Künstliche Intelligenz
Quantenphysik liefert erstmals perfekte, zertifizierbare Zufallszahlen
„Gott würfelt nicht“ ist wohl eines der berühmtesten Zitate von Albert Einstein. Mit diesem Ausspruch drückte er seinerzeit seinen Missmut gegenüber der noch jungen Quantenphysik aus. Diese sagte vorher, dass das Ergebnis von Quantenexperimenten intrinsisch zufällig sei. Absurd, meinte Einstein, denn er konnte sich nicht vorstellen, dass die Physik zufällige Elemente enthielt.
Andreas Wallraff und Renato Renner (v.l.n.r.) neben der 30 Meter langen Verbindung zwischen zwei Quantenchips. Mit dem Experiment erzeugten ETH-Forschende erstmals zertifiziert perfekte Zufallszahlen.
(Bild: Kilian Kessler / ETH Zürich)
In der Tat ist echter Zufall extrem selten. Dies ist ein großes Ärgernis für die Kryptografie und Security, da Verschlüsselungsalgorithmen häufig auf Zufallszahlen beruhen. Wer sich bereits mit Zufallszahlengeneratoren befasst hat, weiß, dass diese meist komplexe Methoden nutzen, um nur scheinbar zufällige Zahlen zu erzeugen. Doch Algorithmen befolgen Regeln und diese sind, definitionsgemäß, nicht zufällig. Für einige Anwendungen mag dies reichen, für andere, wie die Verschlüsselung sensibler Daten, nicht.
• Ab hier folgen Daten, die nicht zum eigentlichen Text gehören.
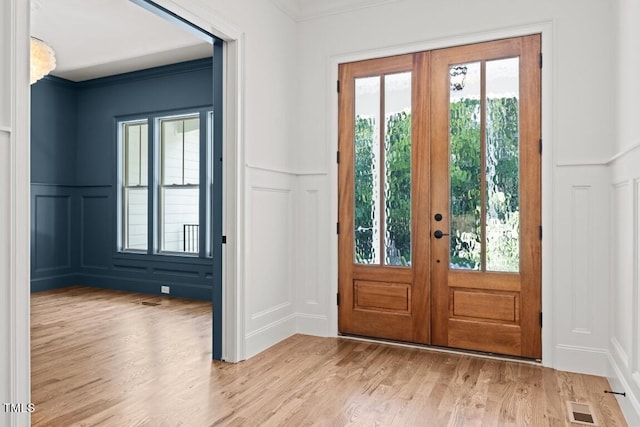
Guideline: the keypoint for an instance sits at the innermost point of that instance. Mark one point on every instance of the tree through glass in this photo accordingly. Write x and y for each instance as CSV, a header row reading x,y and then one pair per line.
x,y
382,170
484,165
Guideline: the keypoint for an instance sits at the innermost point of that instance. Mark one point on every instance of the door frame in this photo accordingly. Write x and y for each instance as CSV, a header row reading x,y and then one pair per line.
x,y
545,29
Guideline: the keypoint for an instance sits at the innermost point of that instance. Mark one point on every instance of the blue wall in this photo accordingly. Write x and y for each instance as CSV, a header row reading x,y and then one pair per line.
x,y
73,191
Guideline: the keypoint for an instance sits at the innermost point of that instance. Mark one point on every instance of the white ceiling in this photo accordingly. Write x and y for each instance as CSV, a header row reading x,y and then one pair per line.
x,y
97,38
303,10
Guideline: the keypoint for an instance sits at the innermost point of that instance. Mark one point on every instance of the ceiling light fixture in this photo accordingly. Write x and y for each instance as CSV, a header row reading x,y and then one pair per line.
x,y
43,59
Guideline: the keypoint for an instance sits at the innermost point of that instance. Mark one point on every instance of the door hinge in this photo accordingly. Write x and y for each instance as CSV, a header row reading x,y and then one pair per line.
x,y
541,319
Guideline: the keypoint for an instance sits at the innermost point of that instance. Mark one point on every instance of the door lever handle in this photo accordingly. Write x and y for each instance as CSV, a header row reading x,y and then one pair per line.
x,y
438,234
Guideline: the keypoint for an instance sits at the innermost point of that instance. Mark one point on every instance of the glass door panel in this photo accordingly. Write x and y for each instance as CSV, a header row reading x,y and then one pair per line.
x,y
465,146
382,171
502,234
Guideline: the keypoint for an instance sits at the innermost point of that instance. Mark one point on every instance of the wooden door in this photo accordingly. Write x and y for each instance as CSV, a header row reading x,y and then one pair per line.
x,y
384,199
464,269
485,145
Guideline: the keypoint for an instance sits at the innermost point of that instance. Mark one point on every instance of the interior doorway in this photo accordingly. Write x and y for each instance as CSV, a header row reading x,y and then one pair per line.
x,y
440,197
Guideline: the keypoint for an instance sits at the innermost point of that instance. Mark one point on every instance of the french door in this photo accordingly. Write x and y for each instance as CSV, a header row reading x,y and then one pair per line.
x,y
439,197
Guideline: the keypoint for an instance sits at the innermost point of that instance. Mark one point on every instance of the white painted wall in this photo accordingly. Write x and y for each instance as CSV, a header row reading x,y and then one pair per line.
x,y
14,211
5,250
624,207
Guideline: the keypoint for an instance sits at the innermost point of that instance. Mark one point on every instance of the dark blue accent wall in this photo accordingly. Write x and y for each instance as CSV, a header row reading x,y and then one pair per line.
x,y
74,182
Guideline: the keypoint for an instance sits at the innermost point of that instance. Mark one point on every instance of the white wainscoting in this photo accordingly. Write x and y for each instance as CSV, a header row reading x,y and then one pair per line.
x,y
580,268
312,278
624,357
270,258
287,278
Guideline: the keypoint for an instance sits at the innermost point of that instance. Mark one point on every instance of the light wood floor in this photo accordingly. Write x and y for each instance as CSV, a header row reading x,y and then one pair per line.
x,y
105,358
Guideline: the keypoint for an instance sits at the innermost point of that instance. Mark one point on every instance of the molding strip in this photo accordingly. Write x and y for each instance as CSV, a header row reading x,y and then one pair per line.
x,y
632,147
286,172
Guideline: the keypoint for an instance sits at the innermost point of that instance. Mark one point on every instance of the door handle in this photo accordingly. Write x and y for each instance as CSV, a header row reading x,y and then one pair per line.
x,y
438,234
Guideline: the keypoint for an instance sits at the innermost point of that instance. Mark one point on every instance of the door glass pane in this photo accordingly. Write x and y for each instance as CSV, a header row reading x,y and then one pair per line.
x,y
502,166
397,162
367,171
464,166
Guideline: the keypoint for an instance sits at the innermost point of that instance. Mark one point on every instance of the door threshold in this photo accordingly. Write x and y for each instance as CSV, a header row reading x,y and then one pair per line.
x,y
456,351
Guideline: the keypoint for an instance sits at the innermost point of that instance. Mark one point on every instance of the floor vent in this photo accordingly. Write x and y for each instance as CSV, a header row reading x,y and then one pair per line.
x,y
581,413
149,303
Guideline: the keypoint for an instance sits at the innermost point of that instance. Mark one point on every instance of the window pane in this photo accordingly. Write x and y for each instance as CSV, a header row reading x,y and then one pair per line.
x,y
172,145
367,171
180,151
397,162
135,218
134,191
192,151
464,166
135,154
180,219
502,168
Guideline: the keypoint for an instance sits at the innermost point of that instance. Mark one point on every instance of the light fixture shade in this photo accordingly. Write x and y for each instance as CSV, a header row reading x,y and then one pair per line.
x,y
43,59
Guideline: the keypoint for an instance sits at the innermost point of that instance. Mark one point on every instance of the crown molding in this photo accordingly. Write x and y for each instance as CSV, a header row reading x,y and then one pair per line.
x,y
305,10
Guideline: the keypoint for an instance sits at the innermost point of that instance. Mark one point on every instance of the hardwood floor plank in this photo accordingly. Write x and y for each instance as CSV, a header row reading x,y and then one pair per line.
x,y
103,358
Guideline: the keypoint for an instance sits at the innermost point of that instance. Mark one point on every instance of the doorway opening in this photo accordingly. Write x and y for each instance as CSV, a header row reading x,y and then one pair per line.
x,y
75,221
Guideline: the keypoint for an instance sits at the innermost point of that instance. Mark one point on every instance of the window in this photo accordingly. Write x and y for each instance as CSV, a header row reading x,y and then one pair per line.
x,y
135,187
167,220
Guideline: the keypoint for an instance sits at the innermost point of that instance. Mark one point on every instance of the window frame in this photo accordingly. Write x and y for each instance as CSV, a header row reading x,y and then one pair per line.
x,y
123,187
154,151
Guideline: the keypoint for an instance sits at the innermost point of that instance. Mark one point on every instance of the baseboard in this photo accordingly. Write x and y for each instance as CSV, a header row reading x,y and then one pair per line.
x,y
55,282
312,324
152,287
629,403
583,360
269,335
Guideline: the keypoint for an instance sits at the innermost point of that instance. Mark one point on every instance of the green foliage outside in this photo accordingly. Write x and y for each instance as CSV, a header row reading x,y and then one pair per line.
x,y
502,203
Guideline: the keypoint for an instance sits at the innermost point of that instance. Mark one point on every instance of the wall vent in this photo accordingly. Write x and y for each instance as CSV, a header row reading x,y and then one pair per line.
x,y
581,413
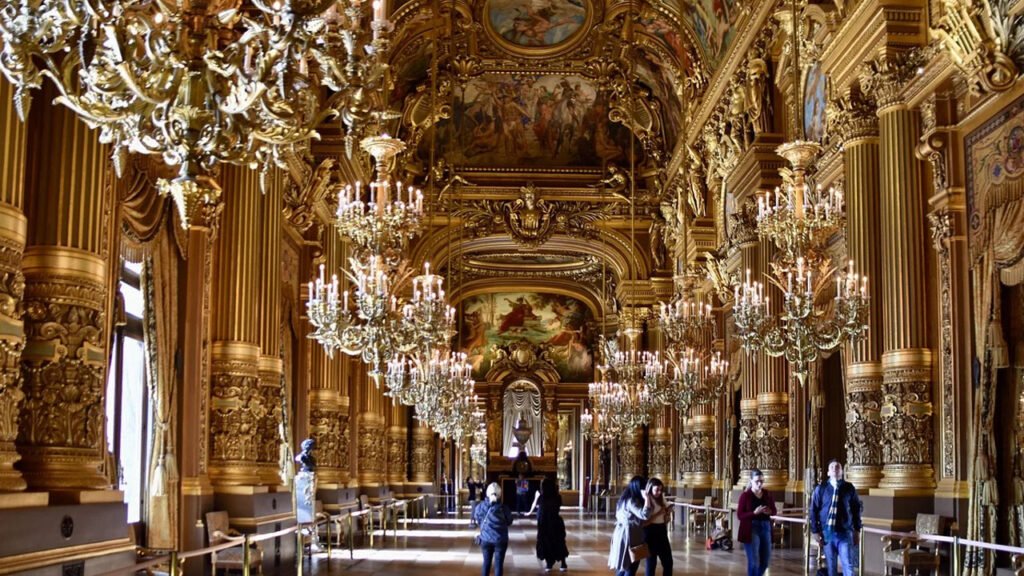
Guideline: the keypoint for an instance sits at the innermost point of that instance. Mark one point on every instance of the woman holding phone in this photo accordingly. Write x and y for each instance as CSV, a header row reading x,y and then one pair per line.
x,y
755,510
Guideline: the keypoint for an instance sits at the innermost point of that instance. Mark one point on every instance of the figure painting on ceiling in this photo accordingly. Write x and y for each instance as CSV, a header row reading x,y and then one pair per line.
x,y
815,100
550,120
714,23
559,322
536,23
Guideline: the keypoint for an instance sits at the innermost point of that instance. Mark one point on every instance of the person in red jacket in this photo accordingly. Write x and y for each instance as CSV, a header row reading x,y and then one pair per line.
x,y
755,510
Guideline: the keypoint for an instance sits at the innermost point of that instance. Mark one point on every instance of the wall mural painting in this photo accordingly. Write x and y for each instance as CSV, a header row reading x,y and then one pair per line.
x,y
714,24
815,100
536,24
560,322
539,120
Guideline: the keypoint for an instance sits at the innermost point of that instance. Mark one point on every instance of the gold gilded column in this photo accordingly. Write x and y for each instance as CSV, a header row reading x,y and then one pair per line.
x,y
659,454
701,446
271,366
906,363
858,126
630,455
372,437
237,406
328,395
397,448
771,386
68,193
424,455
13,228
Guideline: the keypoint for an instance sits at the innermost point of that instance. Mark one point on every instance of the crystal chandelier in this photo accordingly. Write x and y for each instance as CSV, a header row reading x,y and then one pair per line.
x,y
198,82
381,217
800,218
376,331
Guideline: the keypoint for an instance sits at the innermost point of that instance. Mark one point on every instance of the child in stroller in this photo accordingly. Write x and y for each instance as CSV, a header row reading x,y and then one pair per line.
x,y
721,535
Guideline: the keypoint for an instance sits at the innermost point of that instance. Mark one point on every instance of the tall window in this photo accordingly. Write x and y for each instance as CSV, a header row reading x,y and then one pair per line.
x,y
128,426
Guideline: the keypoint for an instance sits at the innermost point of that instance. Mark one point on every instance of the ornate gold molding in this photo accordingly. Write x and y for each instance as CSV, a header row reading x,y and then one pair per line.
x,y
60,428
531,220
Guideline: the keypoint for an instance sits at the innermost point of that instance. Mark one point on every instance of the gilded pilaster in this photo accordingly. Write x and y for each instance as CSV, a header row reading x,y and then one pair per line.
x,y
701,449
13,230
271,366
630,455
857,125
906,363
238,403
397,447
68,192
659,455
424,454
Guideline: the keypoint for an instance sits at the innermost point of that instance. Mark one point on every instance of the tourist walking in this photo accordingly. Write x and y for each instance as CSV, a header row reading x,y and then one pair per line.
x,y
494,519
550,526
631,512
755,509
836,520
655,530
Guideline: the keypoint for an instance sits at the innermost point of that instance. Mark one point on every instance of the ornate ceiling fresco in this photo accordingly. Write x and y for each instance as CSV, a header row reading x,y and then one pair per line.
x,y
578,101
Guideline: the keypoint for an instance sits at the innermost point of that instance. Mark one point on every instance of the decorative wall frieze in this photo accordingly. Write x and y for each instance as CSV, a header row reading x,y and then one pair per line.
x,y
372,444
941,223
531,220
906,413
984,40
397,454
423,457
853,116
60,427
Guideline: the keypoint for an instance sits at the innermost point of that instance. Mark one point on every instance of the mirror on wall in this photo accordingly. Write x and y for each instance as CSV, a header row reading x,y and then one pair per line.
x,y
568,448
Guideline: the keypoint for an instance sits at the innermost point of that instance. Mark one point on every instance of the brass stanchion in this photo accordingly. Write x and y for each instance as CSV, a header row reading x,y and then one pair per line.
x,y
245,556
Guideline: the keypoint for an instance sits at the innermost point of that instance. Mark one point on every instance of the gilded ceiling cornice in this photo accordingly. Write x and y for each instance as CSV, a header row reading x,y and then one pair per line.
x,y
871,28
749,32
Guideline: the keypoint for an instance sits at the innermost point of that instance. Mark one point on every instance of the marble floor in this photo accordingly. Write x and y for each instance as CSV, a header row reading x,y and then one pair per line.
x,y
441,546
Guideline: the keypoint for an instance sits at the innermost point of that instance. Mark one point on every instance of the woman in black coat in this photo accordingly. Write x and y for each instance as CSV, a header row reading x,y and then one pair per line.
x,y
550,526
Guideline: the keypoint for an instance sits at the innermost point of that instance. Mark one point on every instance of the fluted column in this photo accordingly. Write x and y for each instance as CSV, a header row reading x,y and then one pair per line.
x,y
238,405
397,449
771,376
328,407
659,454
906,363
13,229
630,455
858,127
68,192
424,454
271,366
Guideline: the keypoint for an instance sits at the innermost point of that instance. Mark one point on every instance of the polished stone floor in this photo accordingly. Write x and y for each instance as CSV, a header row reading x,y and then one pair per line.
x,y
441,546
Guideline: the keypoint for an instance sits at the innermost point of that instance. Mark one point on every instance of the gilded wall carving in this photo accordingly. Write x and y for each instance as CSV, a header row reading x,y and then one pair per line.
x,y
942,231
237,411
863,426
748,442
772,432
906,416
64,364
373,457
327,427
423,455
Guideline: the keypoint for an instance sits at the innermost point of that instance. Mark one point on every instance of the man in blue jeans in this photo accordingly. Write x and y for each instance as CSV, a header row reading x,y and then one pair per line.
x,y
836,520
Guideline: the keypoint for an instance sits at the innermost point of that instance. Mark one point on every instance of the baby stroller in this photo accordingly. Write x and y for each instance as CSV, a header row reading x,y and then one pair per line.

Ein Forschungsteam der ETH Zürich um Renato Renner und Andreas Wallraff konnte nun einen Meilenstein demonstrieren. In seinen Quantenexperimenten erzeugte das Team erstmals perfekte, zertifizierbare Zufallszahlen mithilfe einer Methode namens Zufallsverstärkung. Die Methode könnte die digitale Sicherheit massiv erhöhen und die Forschenden bezeichnen ihr Experiment als Demonstration eines Quantenvorteils, da sie ein Ergebnis erzielen konnten, das mit herkömmlichen Methoden nicht möglich wäre. Die Ergebnisse erschienen im Fachmagazin Nature.